Dade County schools tout high academic achievement. The district receives an ‘A’ grade from the state and no failing school grades. Of course, there are only 15 schools in the state that have an ‘F’ rating, so Miami is not unique there. An ‘A’ school only has to earn 62% of the possible points based on state assessment test scores etc. Over one-half of all Florida’s schools earn an ‘A’ or ‘B’ grade.
Miami’s fourth grade students rank above the national average on the National Assessment of Educational Progress (NAEP) reading test, but there is no statistically significant difference between Duval, Hillsborough and Dade Counties’ scores. Could it be that third grade retention pushes Florida scores up because so many fourth graders were retained?
The Dade County eighth grade NAEP scores also seem to be higher in comparison to other cities. Yet, the average Miami-Dade score is right at the national average. Miami’s high school graduation rate is just below the national average. It would seem that Miami-Dade is good at hype. The reality is quite different on the ground.
According to the report ‘Tough Choices‘, Miami is the second most segregated district in the state. Of 460 schools in Miami, 214 are considered isolated. They are more than 85% single race. Miami’s lowest performing schools are overwhelmingly black. Hispanic students also tend to be enrolled in segregated schools.
Is this what Florida is striving for? Our schools are driven by grades which are easy to manipulate. Yet, Florida, the third largest state in the nation, is just average in student achievement and children are increasingly separated by race and economic status.
Choice has had an impact in Miami-Dade, but it is on the lives of families and funding for school facilities. One wonders how families manage the challenges presented by so many choices, many of which are not good choices.
*What happens when parents chose a school, but the school does not chose their child? How do parents manage when their child’s school is located an hour’s drive away?

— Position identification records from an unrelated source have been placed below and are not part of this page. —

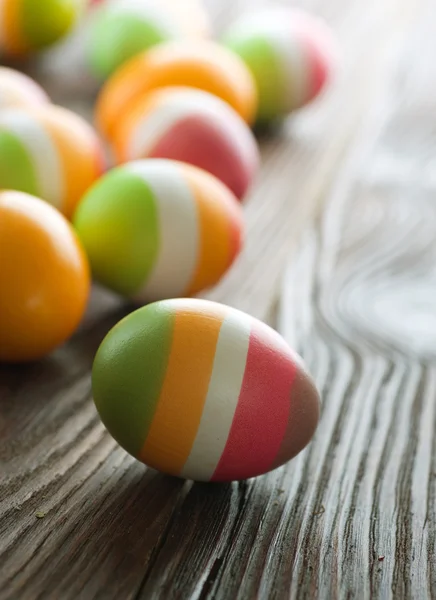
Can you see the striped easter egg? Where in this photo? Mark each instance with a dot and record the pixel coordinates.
(203, 391)
(121, 29)
(290, 54)
(191, 126)
(29, 25)
(204, 65)
(49, 152)
(19, 90)
(157, 229)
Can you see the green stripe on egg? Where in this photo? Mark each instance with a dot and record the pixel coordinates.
(116, 37)
(45, 21)
(265, 66)
(137, 349)
(17, 171)
(121, 238)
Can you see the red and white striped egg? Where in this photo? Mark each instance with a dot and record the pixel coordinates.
(194, 127)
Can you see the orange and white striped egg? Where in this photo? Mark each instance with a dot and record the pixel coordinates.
(19, 90)
(158, 228)
(202, 391)
(204, 65)
(49, 152)
(191, 126)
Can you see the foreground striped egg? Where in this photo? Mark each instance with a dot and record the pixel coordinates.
(191, 126)
(203, 391)
(158, 229)
(44, 278)
(121, 29)
(291, 55)
(19, 90)
(49, 152)
(30, 25)
(204, 65)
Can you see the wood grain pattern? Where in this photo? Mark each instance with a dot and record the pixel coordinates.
(345, 202)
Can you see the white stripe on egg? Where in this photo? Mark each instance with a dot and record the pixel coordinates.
(179, 230)
(222, 397)
(42, 152)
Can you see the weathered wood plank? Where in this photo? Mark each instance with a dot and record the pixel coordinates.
(348, 187)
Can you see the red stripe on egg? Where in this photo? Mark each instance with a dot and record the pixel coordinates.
(206, 144)
(262, 414)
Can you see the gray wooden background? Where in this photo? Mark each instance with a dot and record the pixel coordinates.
(341, 258)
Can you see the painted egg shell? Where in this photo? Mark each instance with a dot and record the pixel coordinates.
(204, 65)
(49, 152)
(157, 229)
(202, 391)
(291, 55)
(19, 90)
(122, 29)
(29, 25)
(191, 126)
(44, 278)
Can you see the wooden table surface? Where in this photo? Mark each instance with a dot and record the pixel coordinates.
(341, 258)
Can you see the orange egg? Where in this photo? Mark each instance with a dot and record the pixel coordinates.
(44, 278)
(205, 65)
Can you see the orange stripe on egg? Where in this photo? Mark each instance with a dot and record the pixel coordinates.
(184, 391)
(14, 41)
(217, 211)
(69, 132)
(129, 124)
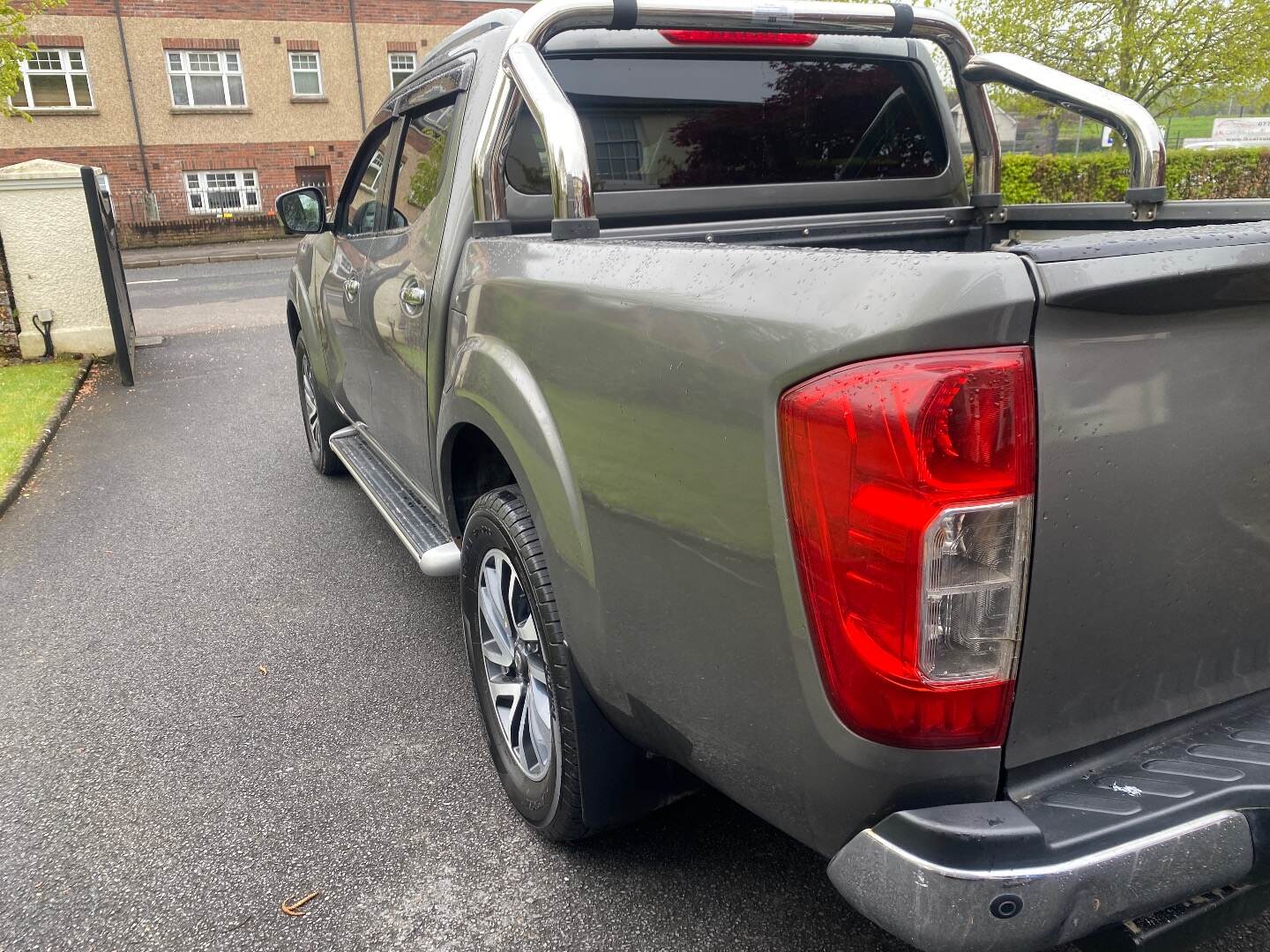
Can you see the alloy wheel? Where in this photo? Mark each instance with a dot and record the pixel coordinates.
(514, 668)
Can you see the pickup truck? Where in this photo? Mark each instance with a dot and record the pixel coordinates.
(773, 455)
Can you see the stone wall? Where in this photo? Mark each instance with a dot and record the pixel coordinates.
(8, 324)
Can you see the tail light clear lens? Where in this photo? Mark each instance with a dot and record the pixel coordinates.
(909, 485)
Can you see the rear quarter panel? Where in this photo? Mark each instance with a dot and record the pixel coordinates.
(654, 371)
(1149, 591)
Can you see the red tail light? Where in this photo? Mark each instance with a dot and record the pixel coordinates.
(909, 485)
(684, 37)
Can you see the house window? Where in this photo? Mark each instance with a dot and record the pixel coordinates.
(54, 79)
(305, 75)
(617, 147)
(206, 79)
(217, 192)
(400, 66)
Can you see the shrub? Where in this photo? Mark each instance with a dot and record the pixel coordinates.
(1104, 176)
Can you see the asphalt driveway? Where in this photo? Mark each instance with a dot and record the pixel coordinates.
(224, 684)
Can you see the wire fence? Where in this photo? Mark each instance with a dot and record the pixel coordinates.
(215, 210)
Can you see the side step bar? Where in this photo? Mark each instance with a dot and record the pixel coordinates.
(410, 517)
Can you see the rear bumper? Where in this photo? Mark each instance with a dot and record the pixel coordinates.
(1081, 843)
(963, 908)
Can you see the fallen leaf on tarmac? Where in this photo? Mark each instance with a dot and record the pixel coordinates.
(292, 909)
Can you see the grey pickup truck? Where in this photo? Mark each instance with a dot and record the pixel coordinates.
(773, 456)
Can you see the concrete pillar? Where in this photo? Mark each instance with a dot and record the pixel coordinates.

*What happens when children are told that their school is not a ‘good fit’ for them.
*What happens when a parent realizes that the teachers at their charter or private school are not well qualified and tend to leave quickly?
*How does a parent console a child whose test scores do not qualify for a magnet program but his friend’s score does. The score difference may be minimal, but the impact is not. This is the world that broad-based choice creates. A feeling of anxiety permeates these schools defeating a child’s willingness to learn.
Florida will expand its career and technical programs in the next legislative session. adding another level of complexity,.Finding competent teachers for these skills will be a challenge. Even more difficult, Florida closure rate for charters is exceptionally high.